Boris Micka (Fotoğraf: Kürşat Bayhan, Zaman Gazetesi) |
İstanbul Arkeoloji Müzeleri (İAM),
ülkemizdeki en talihsiz müzelerden biri. Türkiye'de en çok gezilen iki
müze; Topkapı Sarayı ve Ayasofya Müzesi ile dip dibe olmasına rağmen
ziyaretçi sayısı onların üçte biri kadar. Kültür ve Turizm Bakanlığı'nın
geçtiğimiz aralık ayında açıkladığı rakamlara göre Topkapı ve
Ayasofya'yı 2014'te 3'er milyondan fazla kişi ziyaret etti. İstanbul
Arkeoloji Müzesi'nin ziyaretçi sayısı ise yaklaşık 300 bin. İAM'ın
çevresiyle ilişki kuramama gibi bir sorunu da var. Müze, Gülhane
Parkı'nın içinden Topkapı Sarayı'na çıkan Osman Hamdi Bey Yokuşu'nda
fakat bilhassa yaz aylarında sayıları artan parkın sakinleri,
burunlarının dibindeki müzeyi fark etmiyor bile.

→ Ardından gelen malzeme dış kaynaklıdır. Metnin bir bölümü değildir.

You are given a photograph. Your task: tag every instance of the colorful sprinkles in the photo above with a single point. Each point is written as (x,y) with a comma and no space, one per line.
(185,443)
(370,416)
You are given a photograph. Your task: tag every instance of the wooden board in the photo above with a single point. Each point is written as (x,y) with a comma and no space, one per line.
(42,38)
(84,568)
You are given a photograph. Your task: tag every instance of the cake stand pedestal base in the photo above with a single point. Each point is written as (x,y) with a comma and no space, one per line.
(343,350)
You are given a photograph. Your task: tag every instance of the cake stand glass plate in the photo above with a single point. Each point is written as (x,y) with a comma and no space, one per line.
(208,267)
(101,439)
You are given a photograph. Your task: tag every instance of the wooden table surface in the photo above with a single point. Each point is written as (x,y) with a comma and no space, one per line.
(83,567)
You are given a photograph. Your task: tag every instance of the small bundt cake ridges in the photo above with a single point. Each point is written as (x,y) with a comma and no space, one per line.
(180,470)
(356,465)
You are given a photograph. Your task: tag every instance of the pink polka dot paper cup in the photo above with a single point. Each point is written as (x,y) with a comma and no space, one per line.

Bu olumsuzluklar bir yana, İstanbul
Arkeoloji Müzesi, dünyanın en iyi 5 arkeoloji müzesinden biri oluyor.
2016'da müzecilik teknolojileri kullanılarak yapılan yeni sergileme
tasarımı bitince hem en iyi hem de en büyük müzelerinden biri haline
gelecek. Çünkü ne yapılacağına yıllardır karar verilemeyen tartışmalı
tarihi binalardan biri olan ve Topkapı Sarayıbirinci avlusundan ta
Gülhane Parkı'nın girişine kadar uzanan eğimli ve geniş alandaki
Darphane-i Amire binaları artık İstanbul Arkeoloji Müzeleri kullanacak.
Böylece müzenin hem metrekaresi büyüyecek hem de depolarda bugüne kadar
hiç sergilenmeyen eserler gün yüzüne çıkacak. Tüm bunları, müzenin sergileme alanlarını yeniden tasarlayan Boris Micka'dan öğreniyoruz.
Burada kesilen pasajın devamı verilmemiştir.